Minsu y el poste, Yokota y Kelsy perdonan la sentencia
Tras el descanso, Rangers apretó para cerrar el partido. Minsu volvió a plantarse con opción clara, esta vez ante un Paulsen que respondió con una parada firme. El rechace golpeó en el poste, en una jugada que resumió la frustración del surcoreano. Poco después, McInnes decidió mover ficha: Minsu y Gassama se marcharon, entraron Daisuke Yokota y Kevin Kelsy, que debutaba.

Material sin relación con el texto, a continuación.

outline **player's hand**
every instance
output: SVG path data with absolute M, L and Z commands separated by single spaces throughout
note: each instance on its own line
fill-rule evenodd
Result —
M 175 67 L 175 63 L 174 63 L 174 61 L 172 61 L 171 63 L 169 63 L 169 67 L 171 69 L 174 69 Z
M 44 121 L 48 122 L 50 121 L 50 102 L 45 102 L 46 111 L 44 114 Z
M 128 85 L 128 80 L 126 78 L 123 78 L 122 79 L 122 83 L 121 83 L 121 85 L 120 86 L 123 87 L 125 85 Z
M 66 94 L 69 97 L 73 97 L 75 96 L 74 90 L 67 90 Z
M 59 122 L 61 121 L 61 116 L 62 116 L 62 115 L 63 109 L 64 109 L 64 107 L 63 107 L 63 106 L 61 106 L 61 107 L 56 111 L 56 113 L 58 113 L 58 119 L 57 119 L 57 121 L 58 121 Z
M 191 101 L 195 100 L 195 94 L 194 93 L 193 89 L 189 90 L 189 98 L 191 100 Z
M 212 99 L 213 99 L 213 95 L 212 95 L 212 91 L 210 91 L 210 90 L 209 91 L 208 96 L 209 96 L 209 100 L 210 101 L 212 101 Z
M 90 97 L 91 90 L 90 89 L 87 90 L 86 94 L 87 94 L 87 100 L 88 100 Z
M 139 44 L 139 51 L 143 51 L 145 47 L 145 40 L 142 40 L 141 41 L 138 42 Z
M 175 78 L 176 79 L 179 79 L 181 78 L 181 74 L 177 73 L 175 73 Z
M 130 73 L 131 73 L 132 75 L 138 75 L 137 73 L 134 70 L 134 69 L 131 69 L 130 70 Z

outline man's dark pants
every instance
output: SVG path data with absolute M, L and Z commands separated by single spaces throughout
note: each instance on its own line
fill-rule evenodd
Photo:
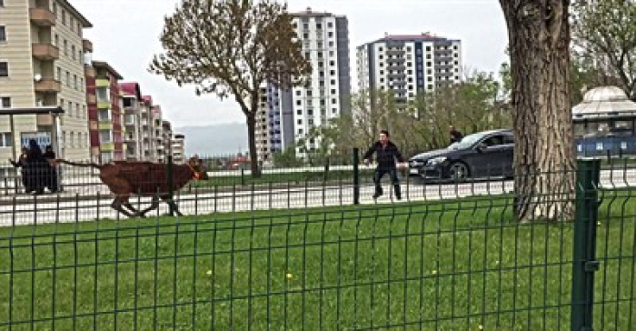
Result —
M 375 195 L 373 195 L 373 196 L 377 197 L 383 195 L 381 181 L 386 174 L 388 174 L 391 177 L 391 184 L 393 185 L 393 187 L 395 189 L 395 197 L 401 199 L 402 192 L 400 189 L 400 178 L 398 178 L 397 169 L 394 167 L 379 166 L 375 170 L 375 176 L 373 177 L 373 182 L 375 183 Z

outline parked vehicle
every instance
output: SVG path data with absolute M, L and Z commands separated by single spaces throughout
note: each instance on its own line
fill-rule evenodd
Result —
M 466 135 L 445 149 L 412 157 L 409 173 L 427 180 L 511 177 L 513 155 L 512 129 L 484 131 Z

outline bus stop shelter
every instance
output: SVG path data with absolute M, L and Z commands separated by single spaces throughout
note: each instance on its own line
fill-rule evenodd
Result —
M 59 138 L 60 138 L 60 115 L 64 114 L 64 109 L 60 106 L 37 106 L 37 107 L 30 107 L 30 108 L 0 108 L 0 116 L 9 116 L 9 129 L 10 132 L 14 135 L 15 135 L 15 116 L 16 115 L 48 115 L 51 116 L 51 129 L 49 132 L 33 132 L 33 133 L 23 133 L 21 132 L 20 135 L 24 134 L 32 134 L 32 135 L 37 135 L 37 134 L 48 134 L 50 135 L 51 138 L 51 146 L 53 147 L 54 152 L 55 153 L 56 155 L 58 156 L 63 156 L 60 155 L 60 143 L 59 143 Z M 16 146 L 15 142 L 15 137 L 13 137 L 14 139 L 14 144 L 12 144 L 12 154 L 14 159 L 17 159 L 18 156 L 18 148 L 19 146 Z M 20 140 L 22 142 L 22 136 L 20 137 Z M 22 144 L 21 144 L 22 145 Z

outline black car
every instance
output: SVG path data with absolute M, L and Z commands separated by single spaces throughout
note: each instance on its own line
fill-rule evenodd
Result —
M 484 131 L 466 135 L 445 149 L 412 157 L 409 172 L 423 179 L 511 177 L 513 155 L 512 130 Z

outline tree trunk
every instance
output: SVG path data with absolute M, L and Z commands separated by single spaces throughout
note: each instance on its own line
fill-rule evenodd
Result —
M 570 220 L 574 162 L 569 0 L 500 0 L 508 25 L 517 219 Z
M 261 177 L 261 168 L 258 166 L 258 150 L 256 149 L 256 112 L 246 115 L 247 135 L 249 136 L 250 166 L 253 178 Z

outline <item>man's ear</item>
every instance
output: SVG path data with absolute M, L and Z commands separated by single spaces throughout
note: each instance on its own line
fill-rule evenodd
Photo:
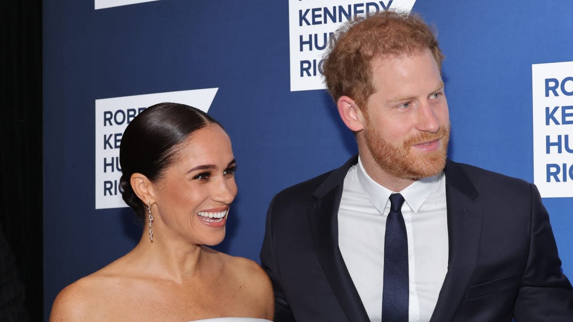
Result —
M 348 96 L 340 96 L 336 101 L 336 107 L 342 121 L 352 132 L 358 132 L 364 128 L 362 111 L 354 100 Z
M 147 177 L 140 173 L 134 173 L 129 178 L 129 183 L 135 194 L 147 204 L 147 202 L 155 202 L 155 186 Z

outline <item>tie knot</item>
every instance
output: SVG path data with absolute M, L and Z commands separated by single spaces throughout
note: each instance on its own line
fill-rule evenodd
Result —
M 390 195 L 390 211 L 402 211 L 402 205 L 404 203 L 404 197 L 400 194 Z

La energía fresca se notó. Nico Raskin estuvo a punto de marcar, pero su disparo fue sacado bajo palos por la defensa. Yokota tuvo la ocasión más clara de la segunda parte: balón suelto, portería prácticamente vacía… y el japonés la cruzó demasiado, fuera. El murmullo en Ibrox fue el de quien sabe que está dejando vivo a un rival que no debería seguir respirando.
Kelsy también tuvo su momento. Buen desmarque, posición ideal para estrenarse con gol, pero su remate se fue por encima del larguero. El marcador seguía corto, demasiado corto para lo que Rangers estaba generando.
Motherwell compite, pero se queda corto
Alfred Johansson, técnico de Motherwell, fue claro: Rangers fue mejor y mereció los tres puntos. Su equipo nunca encontró su mejor versión, aunque incluso en un “mal día”, como él mismo lo definió, generó un par de ocasiones que pudieron cambiar el resultado.
Defendió a Paulsen, pese al error decisivo. Insistió en que el portero “es un gran guardameta” y que lo ha demostrado muchas veces, también en este partido. Para Johansson, la clave no estuvo en esa jugada aislada, sino en la incapacidad de su equipo para ejecutar el plan con la precisión necesaria.
Motherwell se mantuvo en el encuentro hasta el final, pero sin el colmillo suficiente para castigar la falta de puntería de Rangers.
McInnes, entre la preocupación y el alivio
Desde la grada, McInnes vio a un equipo que, según sus propias palabras, firmó “una actuación muy fuerte, más de lo que sugiere el marcador”. Rangers maniató a un rival incómodo, generó ocasiones para una victoria más amplia y solo falló en el detalle final: la contundencia.
El técnico se marchó molesto por no haber ampliado la ventaja, pero con un dato imposible de ignorar: su equipo ya es segundo y ha demostrado que tiene fondo de armario. Sin Shankland, respondieron Naderi, un debutante como Kelsy y un banquillo que empuja.
La lesión del capitán abre un interrogante serio para las próximas semanas. La reacción del resto del grupo, en cambio, deja una pregunta distinta: ¿hasta dónde puede llegar este Rangers si por fin empieza a transformar su dominio en marcadores que no admitan discusión?